Severe obesity is often characterized by ectopic fat deposition, which is related to development of type 2 diabetes (T2D). Thus, resolution of T2D may not be linearly associated with weight loss. The importance of ectopic fat reduction after bariatric surgery and T2D resolution is uncertain. The aim of this pilot study is to compare body composition and body fat distribution in severely obese patients with or without T2D after biliopancreatic diversion with duodenal switch (BPD-DS) surgery in relation to diabetes resolution. Sixty-two severely obese patients were evaluated at baseline, 6, and 12months. Of these, 40 patients underwent BPD-DS surgery.
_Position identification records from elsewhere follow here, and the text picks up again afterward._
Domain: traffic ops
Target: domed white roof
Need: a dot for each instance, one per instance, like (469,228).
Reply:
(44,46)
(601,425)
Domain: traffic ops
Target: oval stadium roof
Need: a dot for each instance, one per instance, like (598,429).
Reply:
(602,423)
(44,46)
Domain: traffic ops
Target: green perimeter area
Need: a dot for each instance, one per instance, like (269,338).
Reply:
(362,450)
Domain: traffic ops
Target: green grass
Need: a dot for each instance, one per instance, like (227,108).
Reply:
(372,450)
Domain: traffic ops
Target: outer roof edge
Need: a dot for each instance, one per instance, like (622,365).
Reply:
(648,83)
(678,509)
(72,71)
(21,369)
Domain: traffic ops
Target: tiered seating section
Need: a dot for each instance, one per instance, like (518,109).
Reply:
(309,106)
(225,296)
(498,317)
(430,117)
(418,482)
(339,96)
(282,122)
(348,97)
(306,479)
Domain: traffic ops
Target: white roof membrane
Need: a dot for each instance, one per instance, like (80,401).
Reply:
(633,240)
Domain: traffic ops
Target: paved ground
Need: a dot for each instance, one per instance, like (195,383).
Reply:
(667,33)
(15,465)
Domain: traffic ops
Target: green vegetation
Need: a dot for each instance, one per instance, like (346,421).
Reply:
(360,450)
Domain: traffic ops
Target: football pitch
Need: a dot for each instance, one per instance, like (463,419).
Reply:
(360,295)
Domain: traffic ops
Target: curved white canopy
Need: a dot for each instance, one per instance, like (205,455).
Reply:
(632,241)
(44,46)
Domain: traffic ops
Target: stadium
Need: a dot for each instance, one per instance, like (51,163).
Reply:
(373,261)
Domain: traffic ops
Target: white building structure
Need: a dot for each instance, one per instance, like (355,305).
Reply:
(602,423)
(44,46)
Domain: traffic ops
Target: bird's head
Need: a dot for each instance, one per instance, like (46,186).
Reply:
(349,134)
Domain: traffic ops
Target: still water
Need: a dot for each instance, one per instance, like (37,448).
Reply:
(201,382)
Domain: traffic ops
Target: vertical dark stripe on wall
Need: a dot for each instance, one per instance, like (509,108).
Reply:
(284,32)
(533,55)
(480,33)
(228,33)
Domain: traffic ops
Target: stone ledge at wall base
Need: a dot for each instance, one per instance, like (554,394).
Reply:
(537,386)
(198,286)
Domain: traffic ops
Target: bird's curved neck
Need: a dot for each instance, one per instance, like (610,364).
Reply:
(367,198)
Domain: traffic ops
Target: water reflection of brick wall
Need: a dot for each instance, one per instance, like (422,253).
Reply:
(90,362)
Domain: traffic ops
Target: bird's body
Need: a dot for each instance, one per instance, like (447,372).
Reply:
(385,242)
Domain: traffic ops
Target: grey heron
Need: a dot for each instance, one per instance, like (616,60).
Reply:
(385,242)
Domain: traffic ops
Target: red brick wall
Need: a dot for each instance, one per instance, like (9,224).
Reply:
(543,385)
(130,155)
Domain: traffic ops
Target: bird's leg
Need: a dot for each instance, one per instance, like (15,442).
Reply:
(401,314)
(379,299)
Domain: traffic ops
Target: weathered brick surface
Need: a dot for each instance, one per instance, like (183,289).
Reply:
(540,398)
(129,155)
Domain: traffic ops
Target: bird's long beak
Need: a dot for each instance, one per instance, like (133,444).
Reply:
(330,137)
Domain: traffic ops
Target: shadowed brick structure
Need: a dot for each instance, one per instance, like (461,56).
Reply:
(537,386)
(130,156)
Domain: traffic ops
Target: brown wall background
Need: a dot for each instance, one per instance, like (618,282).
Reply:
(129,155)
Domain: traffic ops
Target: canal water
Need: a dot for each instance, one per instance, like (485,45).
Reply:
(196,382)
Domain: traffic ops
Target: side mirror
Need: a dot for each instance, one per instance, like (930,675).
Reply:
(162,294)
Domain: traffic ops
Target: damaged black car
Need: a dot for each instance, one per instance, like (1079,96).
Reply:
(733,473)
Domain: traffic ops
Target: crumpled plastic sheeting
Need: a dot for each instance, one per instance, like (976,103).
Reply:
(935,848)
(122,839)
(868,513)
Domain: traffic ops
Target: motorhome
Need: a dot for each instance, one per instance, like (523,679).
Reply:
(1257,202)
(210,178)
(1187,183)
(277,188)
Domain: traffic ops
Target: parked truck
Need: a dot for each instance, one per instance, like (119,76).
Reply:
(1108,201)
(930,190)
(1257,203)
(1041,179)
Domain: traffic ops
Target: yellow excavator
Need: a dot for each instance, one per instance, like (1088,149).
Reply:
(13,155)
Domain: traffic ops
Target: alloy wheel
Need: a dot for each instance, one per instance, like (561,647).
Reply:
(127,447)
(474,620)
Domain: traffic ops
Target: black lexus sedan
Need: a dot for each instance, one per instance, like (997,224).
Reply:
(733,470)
Anthropometric measurements and abdominal and mid-thigh computed tomography scans were performed at each visit. Before BPD-DS surgery, obese patients with T2D had higher weight as well as greater ectopic fat deposition in the abdomen and mid-thigh level than obese patients without T2D (p < 0.05). Resolution of T2D was 65 and 90% at 6 and 12months, respectively. No difference in body composition changes at 6 and 12months could be found between patients without T2D, patients with T2D resolution, and patients who remained T2D. Resolution of T2D was associated with a greater absolute loss of visceral adipose tissue (VAT) in comparison to patients without T2D (-1175 ± 570cm(3) vs. -729 ± 394cm(3) at 6months and -1647 ± 816cm(3) vs. -1103 ± 422cm(3) at 12months; all p ≤ 0.05). Ectopic fat mobilization, particularly the absolute loss of VAT, may play a major role in T2D resolution following BPD-DS surgery, regardless of the amount of weight loss.